Files
kb/openspec/changes/archive/2026-03-29-kb-title-in-chunks/proposal.md
T
2026-03-30 07:25:22 +01:00

3.2 KiB

Why

Short documents and notes are unsearchable when the user's query matches the document title but not the chunk content. For example, a document titled "Suitcase Locks" containing only "Steve = 1234 / Theresa = 4567" is invisible to both FTS and vector search for the query "suitcase locks". This is because chunk text — the only thing indexed and embedded — does not include the document title. This is a standard RAG deficiency that most pipelines solve by prepending title context to each chunk.

What Changes

  • Prepend document title to chunk text at ingestion time: Before embedding and FTS indexing, each chunk's text will be prefixed with the document title (e.g., "Suitcase Locks\n\n Steve = 363..."). This ensures the title participates in both full-text and semantic search.
  • Include section header context in chunk text: For chunks that have a section_header in their metadata, prepend the header breadcrumb too (e.g., "DCG Lab Hardware > GRIMDAWN > motherboard\n\nMSI X870 Tomahawk...").
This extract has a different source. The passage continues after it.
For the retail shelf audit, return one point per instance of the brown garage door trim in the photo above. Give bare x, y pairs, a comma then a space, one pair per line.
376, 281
This improves search for queries that reference section names.
  • Store the raw chunk text separately from the enriched text: The original chunk text (without title prefix) must remain accessible so that search results don't display the prepended title redundantly — the title is already returned as a separate field.
  • Reindex command must apply the same enrichment: When kb reindex re-embeds all chunks, it must reconstruct the enriched text (title + section header + chunk text) from stored metadata.

Capabilities

New Capabilities

  • chunk-enrichment: Prepending document title and section context to chunk text before indexing and embedding, while preserving the original text for display.

Modified Capabilities

  • engine-api: The search endpoint's returned text field must continue to show the original chunk text (without the prepended title), so no visible API change, but the internal indexing behaviour changes. The reindex endpoint must apply enrichment consistently.

Impact

  • Engine ingestion pipeline (worker.py): The _process_job function must build enriched text from title + section headers + chunk text before passing to embed_texts() and insert_chunk().
  • Database schema (database.py): Need to store both raw text (for display) and enriched text (for FTS/embedding), or reconstruct enriched text at index time. Simplest approach: store raw text in chunks.text, use enriched text only for FTS content and embedding vectors.
  • FTS triggers (database.py): The FTS5 external content table currently mirrors chunks.text. If we add an enriched_text column, the FTS index should be built from that instead.
  • Reindex flow (worker.py / database.py): Must reconstruct enriched text by joining chunk metadata with document title.
  • Search result enrichment (routes/search.py): No change needed — results already return chunks.text (raw) and documents.title separately.
  • All four ingest modules (note.py, markdown.py, code.py, docling_pipeline.py): No changes needed — enrichment happens after chunking, in the worker.
  • Existing documents: Require a reindex to benefit from the new enrichment. No data migration needed since the original text is preserved.